Stringent Nonpharmaceutical Interventions Are Crucial for Curbing COVID-19 Transmission in the Course of Vaccination: A Case Study of South and Southeast Asian Countries

Healthcare 2021, 9(10), 1292; https://doi.org/10.3390/healthcare9101292
by Zebin Zhao 1,2, Xin Li 2,3,*, Feng Liu 1, Rui Jin 1,4, Chunfeng Ma 1, Bo Huang 5, Adan Wu 1 and Xiaowei Nie 3,6,*
Reviewer 1: Anonymous
Reviewer 2: Anonymous
Healthcare 2021, 9(10), 1292; https://doi.org/10.3390/healthcare9101292
Submission received: 31 August 2021 / Revised: 23 September 2021 / Accepted: 24 September 2021 / Published: 29 September 2021
(This article belongs to the Section Coronaviruses (CoV) and COVID-19 Pandemic)

Round 1

Reviewer 1 Report

Thank you for the opportunity to review this modeling study. Good analysis on the whole. Please see below for my specific comments.

 

Specific comments:

  1. As per the journal's guidelines, the abstract should be a maximum of 200 words.
  2. "... the normalization of the pandemic" - awkward word choice and phrasing, please rephrase.
  3. More background on the stringency index would be helpful, for example, explaining that this is a composite measure based on nine response indicators including school closures, workplace closures, and travel bans, rescaled to a value from 0 to 100 (100 = strictest).
  4. What is meant by the term "conditional vaccination"?
  5. "Asia has become a key region for risk because it holds the most daily new cases, especially in India" - is it really a key region for risk given the high number of daily cases in the Western world as well? Or is it because of the emergence of the highly-transmissible delta variant?
  6. Are the susceptible–infected–recovered (SIR) models validated? Some evidence should be referenced and cited.
  7. It is important to mention that current evidence suggests the vaccines likely do not affect viral shedding or transmission dynamics.
  8. In terms of pre-emptive strategies, state policies mandating public or community use of face masks or covers and adherence to social distancing are perhaps the most effective strategies available based on current data, and they should be rightly discussed (citation: pubmed.ncbi.nlm.nih.gov/32543923; ncbi.nlm.nih.gov/pmc/articles/PMC7316449).
  9. If policies vary at the subnational level, the stringency index is shown as the response level of the strictest sub-region, this may muddle the analysis.
  10. In terms of technology and COVID-19, the key here is rigorous contact tracing, which was not well-expressed by the authors. Compliance and data and personal privacy issues are also major issues limiting the uptake, use, and effectiveness of these technologies.
  11. The premise of this article needs to be more rigorously defended with real-life data and case studies, which are already available in the form of countries and states that have not mandated universal masking.

Author Response

Please see the attachment.

Author Response File: Author Response.pdf

Reviewer 2 Report

Many thanks for giving me the opportunity to read this paper. Overall, the paper is sound & the results are of interest. I particularly enjoy that you confront vaccination with other measures, via the stringency index. I have however several comments:

1) First, the focus on SouthEast Asia is not well motivated. Why should we have a look on a part of Asia instead of Asia as a whole or Europe or the World ? As you are using a global dataset (Oxford Tracker), & did not have to hand collect the data, we can wonder why you use such a narrow focus. 

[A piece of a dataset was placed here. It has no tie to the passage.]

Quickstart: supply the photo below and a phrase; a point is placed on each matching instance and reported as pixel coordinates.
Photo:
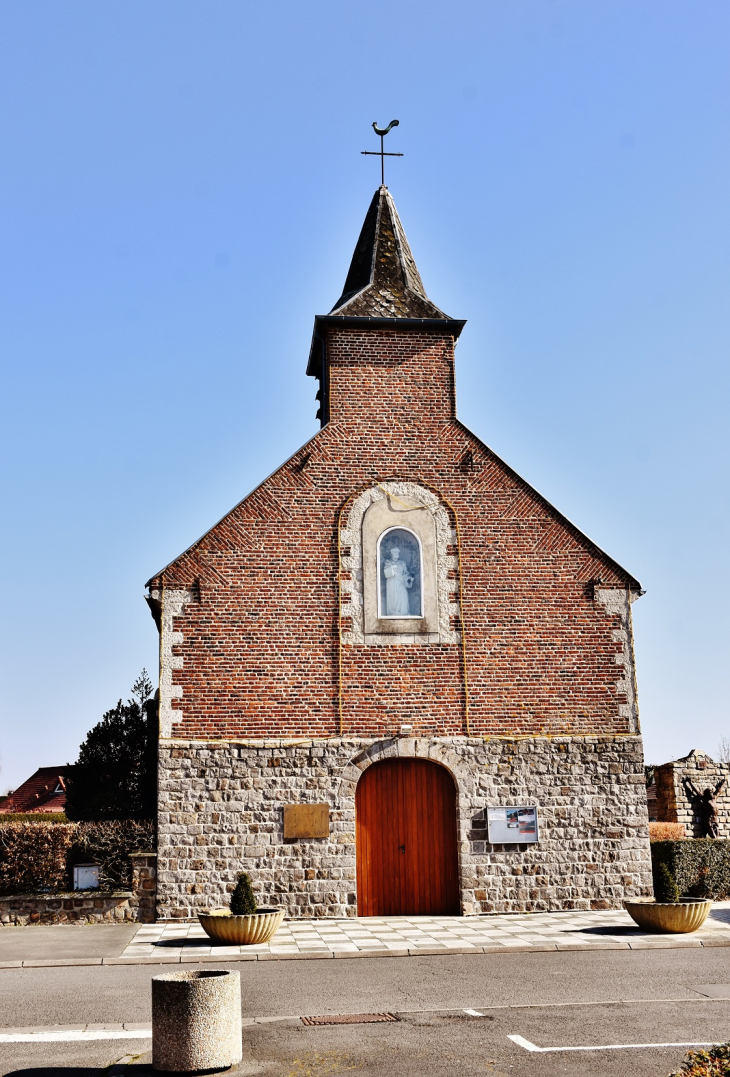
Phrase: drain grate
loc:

2) You focus on the stringency index, which is criticable. Evidence shows that different measures have different impacts. For example, Haug et al. (2020) or An et al. (2021) show that some measures are more efficient than others. Cheng et al. (2020) also show that different measures do not have the same score of stringency as discussed also in Porcher (2020). Indeed, as discussed in Hale et al. (2021) or Porcher and Renault (2021), mobility might be more or less affected by some non-pharmaceutical interventions. Intuitively, masks allow people to be mobile while limiting contaminations at the same time; domestic lockdown are harsh measures. Why don't you focus on some key NPIs ? And how the results would change if you use only 5 or 6 key NPIs as discussed in Flaxman et al. (2020) ? I suggest that you rerun the experiment considering the measures in a separated, rather than aggregated, form. 

3) What is the tradeoff between vaccination and stringency? In descriptive data, stringency increases right after the beginning of the vaccination. If you looked at some specific measures, e.g. lockdown, the results could be more interesting: are we dropping the harsher measures after the vaccination campaigns ?

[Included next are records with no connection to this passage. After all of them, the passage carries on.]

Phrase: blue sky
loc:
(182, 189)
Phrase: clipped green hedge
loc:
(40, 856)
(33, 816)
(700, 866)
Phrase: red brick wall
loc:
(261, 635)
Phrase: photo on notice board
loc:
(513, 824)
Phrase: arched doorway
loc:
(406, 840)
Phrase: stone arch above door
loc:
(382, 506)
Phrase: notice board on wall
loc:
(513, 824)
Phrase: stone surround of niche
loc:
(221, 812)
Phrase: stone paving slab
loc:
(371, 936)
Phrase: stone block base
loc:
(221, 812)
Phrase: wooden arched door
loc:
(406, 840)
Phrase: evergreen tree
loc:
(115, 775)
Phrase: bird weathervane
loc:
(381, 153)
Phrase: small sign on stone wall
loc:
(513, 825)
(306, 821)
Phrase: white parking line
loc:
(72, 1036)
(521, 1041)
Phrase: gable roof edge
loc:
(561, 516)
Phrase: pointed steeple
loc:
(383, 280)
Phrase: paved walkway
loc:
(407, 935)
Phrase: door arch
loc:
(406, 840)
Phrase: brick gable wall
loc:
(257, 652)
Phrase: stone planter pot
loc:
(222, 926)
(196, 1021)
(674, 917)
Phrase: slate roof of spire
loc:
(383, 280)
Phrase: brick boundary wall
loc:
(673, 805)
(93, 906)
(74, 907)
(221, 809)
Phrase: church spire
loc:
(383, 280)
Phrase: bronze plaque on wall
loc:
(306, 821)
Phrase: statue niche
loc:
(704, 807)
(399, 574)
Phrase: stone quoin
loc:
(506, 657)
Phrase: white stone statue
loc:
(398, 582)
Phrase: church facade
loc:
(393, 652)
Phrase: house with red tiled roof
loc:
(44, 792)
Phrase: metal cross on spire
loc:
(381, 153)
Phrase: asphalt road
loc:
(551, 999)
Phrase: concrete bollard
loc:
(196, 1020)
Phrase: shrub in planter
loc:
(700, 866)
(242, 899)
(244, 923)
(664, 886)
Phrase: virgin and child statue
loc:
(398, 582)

4) Are there specific government or cultural characteristics that could explain the different successes of policies within Asia ? 

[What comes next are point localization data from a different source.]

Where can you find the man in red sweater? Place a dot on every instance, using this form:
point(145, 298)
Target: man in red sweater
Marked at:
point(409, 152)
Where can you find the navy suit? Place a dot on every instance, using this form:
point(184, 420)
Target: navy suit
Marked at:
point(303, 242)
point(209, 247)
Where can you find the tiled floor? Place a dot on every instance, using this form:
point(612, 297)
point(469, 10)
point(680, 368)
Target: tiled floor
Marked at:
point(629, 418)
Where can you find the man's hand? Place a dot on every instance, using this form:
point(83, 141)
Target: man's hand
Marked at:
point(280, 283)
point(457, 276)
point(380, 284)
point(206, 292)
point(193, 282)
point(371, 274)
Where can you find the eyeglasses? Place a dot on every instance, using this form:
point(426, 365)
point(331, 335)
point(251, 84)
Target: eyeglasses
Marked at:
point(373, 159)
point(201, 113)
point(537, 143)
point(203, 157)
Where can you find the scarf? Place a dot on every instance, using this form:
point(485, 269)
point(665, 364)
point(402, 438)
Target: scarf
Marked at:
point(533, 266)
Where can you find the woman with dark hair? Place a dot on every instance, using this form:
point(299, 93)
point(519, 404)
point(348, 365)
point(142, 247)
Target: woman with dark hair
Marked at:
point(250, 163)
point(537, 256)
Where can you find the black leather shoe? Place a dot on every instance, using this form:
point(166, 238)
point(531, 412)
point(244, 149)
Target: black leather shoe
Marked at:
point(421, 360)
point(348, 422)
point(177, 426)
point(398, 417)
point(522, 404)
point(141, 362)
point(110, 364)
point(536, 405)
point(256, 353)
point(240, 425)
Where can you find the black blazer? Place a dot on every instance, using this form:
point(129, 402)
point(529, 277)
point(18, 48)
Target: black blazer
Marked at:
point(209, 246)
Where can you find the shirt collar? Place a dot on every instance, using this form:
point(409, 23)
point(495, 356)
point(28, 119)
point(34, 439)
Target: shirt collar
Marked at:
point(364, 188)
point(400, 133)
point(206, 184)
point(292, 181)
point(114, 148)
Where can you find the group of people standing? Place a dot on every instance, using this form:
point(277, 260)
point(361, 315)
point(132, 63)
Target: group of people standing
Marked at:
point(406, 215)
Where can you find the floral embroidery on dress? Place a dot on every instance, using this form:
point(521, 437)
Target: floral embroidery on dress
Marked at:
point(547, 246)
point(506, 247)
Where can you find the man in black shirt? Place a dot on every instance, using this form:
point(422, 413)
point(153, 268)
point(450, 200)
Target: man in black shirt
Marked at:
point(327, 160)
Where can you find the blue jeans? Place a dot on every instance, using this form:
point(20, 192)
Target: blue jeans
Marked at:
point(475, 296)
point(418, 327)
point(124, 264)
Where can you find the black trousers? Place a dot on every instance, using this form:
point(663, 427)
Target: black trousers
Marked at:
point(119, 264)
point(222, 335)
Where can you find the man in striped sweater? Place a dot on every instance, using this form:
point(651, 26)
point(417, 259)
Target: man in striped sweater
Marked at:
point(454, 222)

I would suggest the authors to add the following references:

  • An, Brian Y., and Shui-Yan Tang. 2020. Lessons from COVID-19 responses in East Asia: Institutional infrastructure and enduring policy instruments. The American Review of Public Administration 50(6-7): 790-800. https://doi.org/10.1177/0275074020943707.
  • An, B, Porcher, S., Tang S-Y. and E. Kim. Policy Design for COVID-19: Worldwide Evidence on the Efficacies of Early Mask Mandates and Other Policy Interventions. Public Administration Review, in press. doi: 10.1002/puar.13426.
  • Flaxman, S. et al. Estimating the effects of non-pharmaceutical interventions on COVID-19 in Europe. Nature 584, 257–261 (2020
  • Haug, N., Geyrhofer, L., Londei, A. et al. Ranking the effectiveness of worldwide COVID-19 government interventions. Nat Hum Behav 4, 1303–1312 (2020).
  • Cheng, C., Barceló, J., Hartnett, A. S., Kubinec, R. & Messerschmidt, L. COVID-19 government response event dataset (CoronaNet v.1.0). Nat. Hum. Behav. 4, 756–768 (2020).
  • Porcher, S. Response2covid19, a dataset of governments’ responses to COVID-19 all around the world. Sci Data 7, 423 (2020). https://doi.org/10.1038/s41597-020-00757-y
  • Porcher, Simon and Thomas Renault. 2021. Social distancing beliefs and human mobility: Evidence from Twitter. PLOS ONEhttps://doi.org/10.1371/journal.pone.0246949.   

Author Response

Please see the attachment.

Author Response File: Author Response.pdf

Round 2

Reviewer 1 Report

Thank you for the revisions made.

Suggest a close edit for grammar and language issues, still rather rampant throughout the manuscript.

Reviewer 2 Report

The authors responded to my comments and the manuscript is now improved, with a clearer scope and results presented in a more intelligible way. The context of Southern Asia is also well introduced.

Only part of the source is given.